La TF Tiger, une troupe d'élite
« Aveuglés par leur fierté toute moyen-orientale de guerriers, [les talibans] sont tombés dans le piège tendu : accepter un bras de fer qu'ils n'étaient pas capables de remporter. » Cette victoire renforce l'estime gagnée auprès des Américains, qui auraient volontiers confié une telle opération aux forces spéciales. « Les soldats US sont visiblement bluffés par l'esprit traditionnellement débrouillard des "Frenchies", leur sens du système D. Combien de véhicules américains, embourbés ou en panne, ont été remis dans l'axe ou réparés par des alpins techniciens ! » Un sergent ironise : « Des généraux américains [...] doivent encore se demander [...] comment des soldats peuvent faire cela sans porter un t-shirt Navy Seals, des lunettes Ray-Ban et un hélicoptère par personne ! »

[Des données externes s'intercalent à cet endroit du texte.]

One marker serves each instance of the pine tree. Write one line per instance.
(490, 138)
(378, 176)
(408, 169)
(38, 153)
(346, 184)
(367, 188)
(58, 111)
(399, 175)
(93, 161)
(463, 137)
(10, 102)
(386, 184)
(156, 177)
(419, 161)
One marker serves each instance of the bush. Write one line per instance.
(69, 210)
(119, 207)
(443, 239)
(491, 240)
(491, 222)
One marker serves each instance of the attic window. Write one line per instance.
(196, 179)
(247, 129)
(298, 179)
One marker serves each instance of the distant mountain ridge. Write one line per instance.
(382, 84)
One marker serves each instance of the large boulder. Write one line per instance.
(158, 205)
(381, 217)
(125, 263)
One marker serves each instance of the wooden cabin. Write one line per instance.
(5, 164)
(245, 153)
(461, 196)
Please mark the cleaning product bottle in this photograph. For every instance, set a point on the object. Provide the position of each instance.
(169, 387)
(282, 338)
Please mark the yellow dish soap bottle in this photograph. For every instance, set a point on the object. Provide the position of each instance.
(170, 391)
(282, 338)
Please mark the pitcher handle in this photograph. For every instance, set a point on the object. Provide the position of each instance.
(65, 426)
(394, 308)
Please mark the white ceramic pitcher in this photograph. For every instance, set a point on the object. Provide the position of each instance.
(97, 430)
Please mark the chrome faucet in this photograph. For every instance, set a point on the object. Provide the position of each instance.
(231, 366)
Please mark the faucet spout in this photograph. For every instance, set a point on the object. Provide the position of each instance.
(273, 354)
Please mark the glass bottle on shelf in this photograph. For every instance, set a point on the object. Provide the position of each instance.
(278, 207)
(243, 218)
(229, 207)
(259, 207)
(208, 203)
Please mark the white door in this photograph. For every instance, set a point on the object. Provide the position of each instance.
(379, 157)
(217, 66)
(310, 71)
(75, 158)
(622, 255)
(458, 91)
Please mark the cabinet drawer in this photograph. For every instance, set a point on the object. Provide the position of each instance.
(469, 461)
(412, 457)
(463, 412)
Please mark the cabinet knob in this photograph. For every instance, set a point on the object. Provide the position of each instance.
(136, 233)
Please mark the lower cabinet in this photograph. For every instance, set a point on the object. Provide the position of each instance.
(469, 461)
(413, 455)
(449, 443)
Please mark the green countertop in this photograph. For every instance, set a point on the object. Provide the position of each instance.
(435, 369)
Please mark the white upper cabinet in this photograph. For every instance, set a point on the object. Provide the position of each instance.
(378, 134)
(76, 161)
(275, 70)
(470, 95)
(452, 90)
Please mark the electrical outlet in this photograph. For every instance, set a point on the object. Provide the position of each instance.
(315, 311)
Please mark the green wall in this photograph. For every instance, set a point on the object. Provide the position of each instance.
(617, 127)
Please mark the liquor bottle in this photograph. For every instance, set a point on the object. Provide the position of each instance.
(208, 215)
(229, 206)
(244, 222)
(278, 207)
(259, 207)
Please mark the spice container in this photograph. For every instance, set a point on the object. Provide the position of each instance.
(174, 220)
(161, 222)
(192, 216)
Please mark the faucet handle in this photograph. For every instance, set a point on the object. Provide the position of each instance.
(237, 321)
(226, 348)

Au fil des pages, humour et émotion sont au rendez-vous. Mais on retient surtout la noblesse des caractères dépeints par Patrick de Gmeline, qui forcent l'admiration. D'aucuns jugeront peut-être son ouvrage apologétique. Faut-il s'en offusquer ? « Nous ne sommes pas dupes, la majorité des Français ne comprend pas ce que nous faisons », déplore un lieutenant. « C'est difficile pour un soldat de ne pas se sentir soutenu par un élan national. » Ce livre vient rendre justice à nos soldats. Ce n'est pas le moindre de ses mérites.
(1) Patrick de Gmeline : Se battre pour l'Afghanistan - Soldats de montagne contre les talibans ; Presses de la cité, mai 2010, 398 p., 21 euros.